Mr. Young had been tipped off by a disgruntled whistle-blower that knew of the findings and provided him with excerpts. However, when Mr. Young approached the CRA, they refused to acknowledge the report existed. He made a freedom of information request for the document in August, 2016, and only received it last month—a full five years after his request. This was not a complicated request. Mr. Young had not asked the CRA to produce documents. He’d asked for an existing report.

Ironically, they sent him the report on an old-fashioned DVD—by express post.

“Because time is of the essence,” he says, with sarcasm.

“This is not just a journalist’s issue,” he adds. “If this was not a secret in 1996 imagine how that might have influenced the story of Vancouver.”

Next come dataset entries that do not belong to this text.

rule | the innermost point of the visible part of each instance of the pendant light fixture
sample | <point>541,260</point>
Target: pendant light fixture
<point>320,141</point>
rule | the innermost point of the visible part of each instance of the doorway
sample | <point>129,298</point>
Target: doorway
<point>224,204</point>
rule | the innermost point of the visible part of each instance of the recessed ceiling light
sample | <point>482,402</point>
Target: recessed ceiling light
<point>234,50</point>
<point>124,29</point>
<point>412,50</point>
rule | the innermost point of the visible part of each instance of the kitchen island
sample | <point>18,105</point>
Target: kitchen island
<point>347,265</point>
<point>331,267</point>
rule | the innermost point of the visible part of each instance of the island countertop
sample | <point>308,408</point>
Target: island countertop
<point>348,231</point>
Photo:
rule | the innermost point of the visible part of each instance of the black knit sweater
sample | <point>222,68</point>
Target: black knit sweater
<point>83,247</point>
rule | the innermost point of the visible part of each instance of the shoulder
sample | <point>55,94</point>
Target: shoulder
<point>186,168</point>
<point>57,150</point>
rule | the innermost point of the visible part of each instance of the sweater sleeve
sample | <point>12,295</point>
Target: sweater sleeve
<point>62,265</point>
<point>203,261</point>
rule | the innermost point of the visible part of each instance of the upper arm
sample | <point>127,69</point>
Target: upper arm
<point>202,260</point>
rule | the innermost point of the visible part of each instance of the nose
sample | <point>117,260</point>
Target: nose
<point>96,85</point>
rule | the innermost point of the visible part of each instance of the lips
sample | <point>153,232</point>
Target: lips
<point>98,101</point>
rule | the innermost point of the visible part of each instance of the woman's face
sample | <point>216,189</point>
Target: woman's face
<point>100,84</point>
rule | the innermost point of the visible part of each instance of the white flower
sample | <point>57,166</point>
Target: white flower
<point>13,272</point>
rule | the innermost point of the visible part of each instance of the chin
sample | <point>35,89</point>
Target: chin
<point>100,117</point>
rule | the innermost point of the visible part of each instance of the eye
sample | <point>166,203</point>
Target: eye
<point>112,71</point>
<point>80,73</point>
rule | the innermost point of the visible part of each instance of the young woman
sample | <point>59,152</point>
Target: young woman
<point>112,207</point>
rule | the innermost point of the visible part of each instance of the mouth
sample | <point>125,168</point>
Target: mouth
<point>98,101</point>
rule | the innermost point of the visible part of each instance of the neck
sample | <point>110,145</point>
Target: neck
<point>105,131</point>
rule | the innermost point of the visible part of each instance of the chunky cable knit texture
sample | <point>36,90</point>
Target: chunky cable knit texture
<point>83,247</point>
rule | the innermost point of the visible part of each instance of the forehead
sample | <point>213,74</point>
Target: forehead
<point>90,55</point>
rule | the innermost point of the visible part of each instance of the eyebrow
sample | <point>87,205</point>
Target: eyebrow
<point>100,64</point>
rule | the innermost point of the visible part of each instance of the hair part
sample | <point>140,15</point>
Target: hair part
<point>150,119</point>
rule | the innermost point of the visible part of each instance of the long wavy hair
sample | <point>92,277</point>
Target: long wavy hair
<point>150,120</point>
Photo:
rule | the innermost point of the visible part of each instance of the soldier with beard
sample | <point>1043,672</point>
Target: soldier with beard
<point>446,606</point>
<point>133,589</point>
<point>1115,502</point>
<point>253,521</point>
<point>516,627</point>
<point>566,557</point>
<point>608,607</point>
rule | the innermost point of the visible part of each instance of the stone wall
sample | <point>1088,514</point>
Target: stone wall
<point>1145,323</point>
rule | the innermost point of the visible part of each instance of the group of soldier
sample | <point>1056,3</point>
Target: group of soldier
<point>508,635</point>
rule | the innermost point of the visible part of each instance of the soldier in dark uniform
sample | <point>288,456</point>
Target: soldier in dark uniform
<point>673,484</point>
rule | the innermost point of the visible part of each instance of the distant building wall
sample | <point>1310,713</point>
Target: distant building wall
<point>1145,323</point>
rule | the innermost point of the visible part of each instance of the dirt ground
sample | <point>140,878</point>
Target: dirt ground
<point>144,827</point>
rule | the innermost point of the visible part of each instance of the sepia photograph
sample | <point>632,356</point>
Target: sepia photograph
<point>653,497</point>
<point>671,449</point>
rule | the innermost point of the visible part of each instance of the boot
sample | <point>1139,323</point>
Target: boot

If they had taken action, they’d have done local income earners a favour, because tax evasion drives up home prices. Local income earners who pay their fair share of taxes can’t compete with people buying $1-million properties and declaring next to nothing. One newcomer to Canada purchased a $2.88-million Burnaby home and declared a total household income of $174. Others declared negative incomes.

And yet, it took government 18 years after the CRA report was written to cancel the Immigrant Investor Program. And a Quebec version of the program continued, and was only temporarily suspended in 2019, when it was acknowledged that the vast majority of successful candidates were not residing in Quebec, as intended, but moving to B.C. and Ontario.

“Vancouver became the most popular destination … on the back of these schemes,” he says.

Moreover, the auditors got similar demographic results when they looked at a random sample of more than 6,000 luxury properties in Vancouver and Richmond.

“Twenty years later, the immigration department shut down and froze these schemes for the exact reasons that were identified by these CRA auditors in 1996,” says Mr. Young. “If you’ve got to be angry at someone, be angry at the government authorities who allowed this to happen.”

Since the pandemic began, there are those who point to the strong housing market as a sign that foreign money wasn’t so big a culprit after all. What they are missing, says Mr. Young, is that Vancouver prices have actually slowed compared to the rest of Canada.

But the foreign money that flowed into the province in the past few decades hasn’t gone away.

“You can turn off the taps, but that doesn’t reduce the amount of water in the bathtub,” he says.

B.C.’s outlier evictions rate reveals that things went awry some time ago.

“We were a basket case on a global level.”